So, when we think about rating and reputation systems, the first question to ask is not, “Am I using stars, bananas, or chili peppers?” but, “what risk is being managed?”

What Is Risk?

We desire certainty in our transactions. It’s just our nature. We want to know that the person we’re dealing with on eBay won’t cheat us. Or that Blues Brothers 2000 is a bad movie (1 star on Netflix). So risk, most simply (and broadly), arises when a transaction has a number of possible outcomes, some of which are undesirable, but the precise outcome cannot be determined in advance.

Where Does Risk Come From?

There are two main sources of risk that are important for rating and reputation systems: asymmetric information and uncertainty.

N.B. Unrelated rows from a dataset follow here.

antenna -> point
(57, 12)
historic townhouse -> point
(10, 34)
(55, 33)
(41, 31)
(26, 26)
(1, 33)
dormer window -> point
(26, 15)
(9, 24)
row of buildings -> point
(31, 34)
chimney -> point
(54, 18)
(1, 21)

Asymmetric information arises when one party to a transaction can not completely determine in advance the characteristics of the other party, and this information cannot credibly be communicated. The main question here is: can I, the buyer, trust you, the seller, to honestly complete the transaction we’re going to engage in? That means: will you take my money and run? Did you describe what you’re selling accurately? And so on.

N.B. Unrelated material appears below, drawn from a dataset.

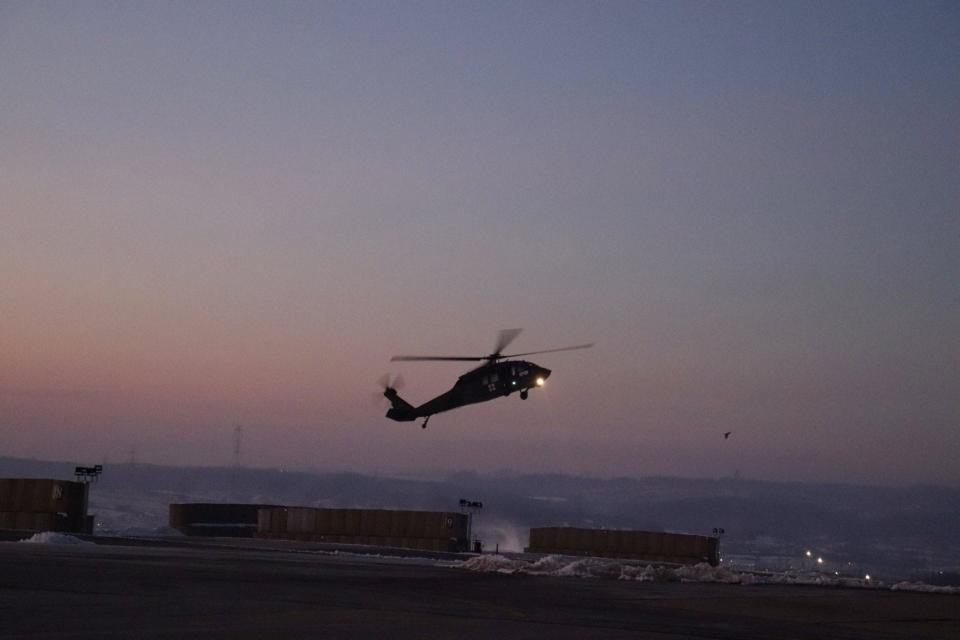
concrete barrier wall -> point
(216, 519)
(430, 530)
(43, 504)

This unequal distribution of information between buyers and sellers is a characteristic of most transactions, even in transactions where fraud is not a concern. Online transactions make asymmetric information problems worse. No longer can we look the seller in the eye and make a judgment about their honesty. Nor can we physically inspect what we’re buying and get a feel of its quality. We need other ways to manage our risk generated by asymmetric information.

The other source of risk is not knowing beforehand whether we’ll like the thing we’re buying. Here honesty and quality are not the issue, but rather our own personal tastes and the nature of the thing we’re buying. Movies, books, and wine are examples of experience goods, which we need to experience before we know their true value. For example, we’re partial to red wine from Italy, but that doesn’t mean we’ll like every bottle of Italian red wine we buy.

Managing Risk with Design

Among the ways to manage risk, two methods will be of interest to user experience designers:

Signaling is where participants in a transaction communicate something meaningful about themselves.
Reducing information costs involves reducing the time and effort it takes participants in a transaction to get meaningful information (such as: is this a good price? is this a quality good?).

Reputation systems tend to enable signaling and are best utilized in evaluating people’s historical actions. In contrast, rating systems are a way of leveraging user feedback to reduce information costs and are best utilized in evaluating standard products or services.

It is important to note that reputation systems are not the only way to signal (branding and media coverage are other means, among others), and rating systems are not the only means of reducing information costs (better search engines and product reviews also help, for example). But these two tools are becoming increasingly important, as they provide quick reference points that capture useful data.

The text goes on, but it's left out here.